My fifth-grade teacher, Miss Knox, had us write what she called a creative story every three weeks, and I loved it. From that point on I was always writing stories. Most went unfinished, but I kept writing. I knew it was the only thing I really wanted to do.
Name your writing influences (writers, books, teachers, etc.).
Books have always been my great teachers, but I don’t learn from them directly. It’s more that the voices and the sentences excite me: Dickens, Elizabeth Bowen, Isak Dinesen, William Maxwell. Or the perceptions: Chekhov, Turgenev, George Eliot, Tolstoy that moment in War and Peace where Nikolay Rostov is suddenly in the middle of a battle, and he thinks, How can they be shooting at me? My mother loves me. I love those moments of small weirdness, where the writer shows you something you recognize as true, even when it’s an experience you’ve never had.
When and where do you write?
I need to go away. I get my best work done when I’m at a colony and I can just be in a studio all day long without any distractions or interruptions, and can sustain the trance from one day to the next. My last book, The News from Spain, was written entirely at colonies, a month here, a month there. Right now I’m teaching, and the job comes with an office, which is wonderful. Sometimes I’ll go to a coffee shop, or a friend will lend me a house for a while. Anyplace really, that isn’t home. When I am home I tend to become preoccupied with laundry.
What are you working on now?
After years of saying, “I’m working on a book about my father’s suicide, and having people recoil; and then some years of saying, “I’m writing a book of stories each of which is called, The News from Spain, but the title means something different in each story, and having people look puzzled or bored, I’ve learned that I don’t know how to answer that question in a way that doesn’t demoralize me.
Have you ever suffered from writer’s block?

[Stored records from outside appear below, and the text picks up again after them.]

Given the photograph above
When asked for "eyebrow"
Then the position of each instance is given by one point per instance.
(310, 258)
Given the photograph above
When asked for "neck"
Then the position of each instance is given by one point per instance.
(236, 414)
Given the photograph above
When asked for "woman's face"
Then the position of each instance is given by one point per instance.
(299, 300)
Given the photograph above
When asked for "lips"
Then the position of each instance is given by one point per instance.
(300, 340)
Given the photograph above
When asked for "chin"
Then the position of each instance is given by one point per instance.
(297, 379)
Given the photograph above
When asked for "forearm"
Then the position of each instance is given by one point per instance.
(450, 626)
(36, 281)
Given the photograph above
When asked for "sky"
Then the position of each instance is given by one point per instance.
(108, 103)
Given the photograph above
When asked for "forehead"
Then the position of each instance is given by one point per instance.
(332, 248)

All the time! It is very hard to push past my own perfectionism and self-doubt. I really believe that all the bad drafts, and all the times when I sit down and nothing happens, are investments in that lovely time when the writing wakes up and starts galloping, and my job is just to ride it. But that boggy, ploddy, stage of blah writing or no writing is just about unbearable while it’s going on.
What’s your advice to new writers?
Keep going, and one day you’ll be an old writer. That sounds facetious but really, I had a hard time as a young writer and find it better now. Not easier, but definitely a lot more interesting.
Joan Wickersham’s most recent book of fiction is The News from Spain. Her memoir, The Suicide Index, was a National Book Award finalist. Her short fiction has appeared in The Best American Short Stories and The Best American Nonrequired Reading, as well as magazines including Agni, Ploughshares, Glimmer Train, and One Story. She also writes an op-ed column for The Boston Globe and her pieces have run in The International Herald Tribune. She is currently teaching fiction at Harvard and nonfiction in Bennington’s MFA program.